Hace ya tres primaveras que formo parte de un grupo parroquial de jóvenes que visita pueblos del interior dos veces por año para brindarles la ayuda que necesiten. Muchas personas nunca antes han sido siquiera escuchadas realmente por otro; sufren violencia, hambre, frío y muchas carencias. Nosotros vamos a tenderles una mano; a aliviar sus penas y acompañándolos simplemente poniendo nuestra oreja.

          Fue la primera situación a la que me anoté sin pensarlo dos veces. Porque debo admitirlo, soy muy vueltera y medito mucho las cosas. Pero este no fue el caso; me encaminé hacia allí sin dudarlo y sin medir lo mucho que cambiaría mi cabeza adolescente de aquel tiempo, al encontrarme cara a cara con las realidades que esos pueblos padecían. Desde entonces, no hay verano ni invierno que no los visite.

          Gracias a ellos aprendí a valorar de otro modo; a ver las cosas con otros ojos. A entender que el amor entre las personas se halla en lo sencillo, en lo humilde, en lo más corriente y chiquito.Que a veces un gesto, un abrazo o una charla, tienen más valor de lo uno puede imaginarse. Cada vez que regreso del pueblo, me invito otra vez a salir de la quietud, de la comodidad, del día a día que me atrapa en Buenos Aires; a no quedarme con lo que decimos que “no podemos cambiar” o “lo duro que es vivir así”. Ellos son mi ejemplo. Ellos te nutren el alma sin que te des cuenta y te terminan enseñando más de lo que crees. 

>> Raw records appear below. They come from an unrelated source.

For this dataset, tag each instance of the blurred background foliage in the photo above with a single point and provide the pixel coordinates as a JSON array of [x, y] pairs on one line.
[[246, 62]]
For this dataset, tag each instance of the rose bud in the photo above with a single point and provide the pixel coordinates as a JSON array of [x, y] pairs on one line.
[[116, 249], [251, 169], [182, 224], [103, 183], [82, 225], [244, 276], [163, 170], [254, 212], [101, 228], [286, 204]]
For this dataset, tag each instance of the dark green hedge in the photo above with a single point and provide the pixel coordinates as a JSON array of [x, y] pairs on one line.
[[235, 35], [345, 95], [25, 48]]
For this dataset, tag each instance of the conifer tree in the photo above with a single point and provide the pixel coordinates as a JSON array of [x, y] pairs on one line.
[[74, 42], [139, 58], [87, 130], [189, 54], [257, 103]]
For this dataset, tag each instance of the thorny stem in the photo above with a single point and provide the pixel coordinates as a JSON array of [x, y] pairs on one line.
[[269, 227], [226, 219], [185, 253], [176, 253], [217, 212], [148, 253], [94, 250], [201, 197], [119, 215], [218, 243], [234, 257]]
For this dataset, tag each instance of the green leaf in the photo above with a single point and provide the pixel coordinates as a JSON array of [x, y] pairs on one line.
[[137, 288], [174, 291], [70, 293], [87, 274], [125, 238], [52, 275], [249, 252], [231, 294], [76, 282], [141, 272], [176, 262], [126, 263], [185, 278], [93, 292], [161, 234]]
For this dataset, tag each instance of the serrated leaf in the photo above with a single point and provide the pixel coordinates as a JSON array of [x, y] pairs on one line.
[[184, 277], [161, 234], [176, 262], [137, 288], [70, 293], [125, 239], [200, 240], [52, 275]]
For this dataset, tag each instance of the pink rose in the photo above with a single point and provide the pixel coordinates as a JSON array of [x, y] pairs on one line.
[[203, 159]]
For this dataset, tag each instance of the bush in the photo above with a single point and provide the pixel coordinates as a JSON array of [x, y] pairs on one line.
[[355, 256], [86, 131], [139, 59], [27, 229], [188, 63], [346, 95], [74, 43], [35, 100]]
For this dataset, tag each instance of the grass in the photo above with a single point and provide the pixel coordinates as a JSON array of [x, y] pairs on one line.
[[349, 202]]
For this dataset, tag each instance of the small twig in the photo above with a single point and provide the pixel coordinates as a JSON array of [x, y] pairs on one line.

Con el tiempo aprendí que el amor se expresa de tantas maneras posibles que nuestro inocente corazón aún no conoce. La vida pide a gritos ser vivida y degustada. Ojalá pueda sacarle su jugo. Ojalá...

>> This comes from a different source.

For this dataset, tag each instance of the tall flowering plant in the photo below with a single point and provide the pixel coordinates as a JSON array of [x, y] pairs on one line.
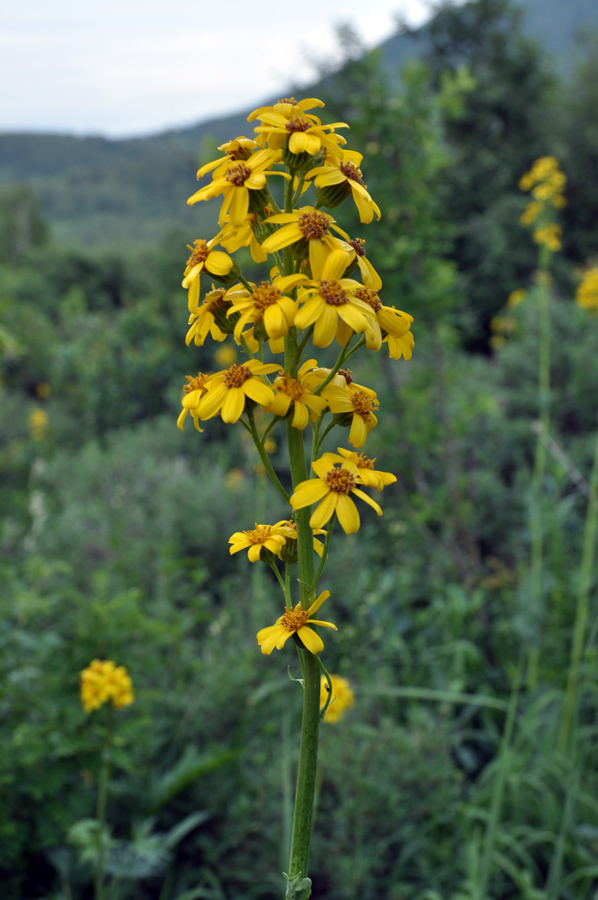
[[322, 289]]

       Todas estas vivencias se las relato a mi abuela cuando voy de visita. Ella me escucha pacientemente mientras calienta el agua para el termo. Su casa, como no podía ser de otra manera, está inundada de un olor a vainilla tierno e inolvidable. Quisiera quedarme allí charlando de la vida. Riéndonos de cómo se le quemó dos veces aquel bizcochuelo hasta que la tercera fue la vencida y yo le cuente que también he escrito estos párrafos otras tres veces más. Que me mire, sonría y me diga “¿queres un mate?”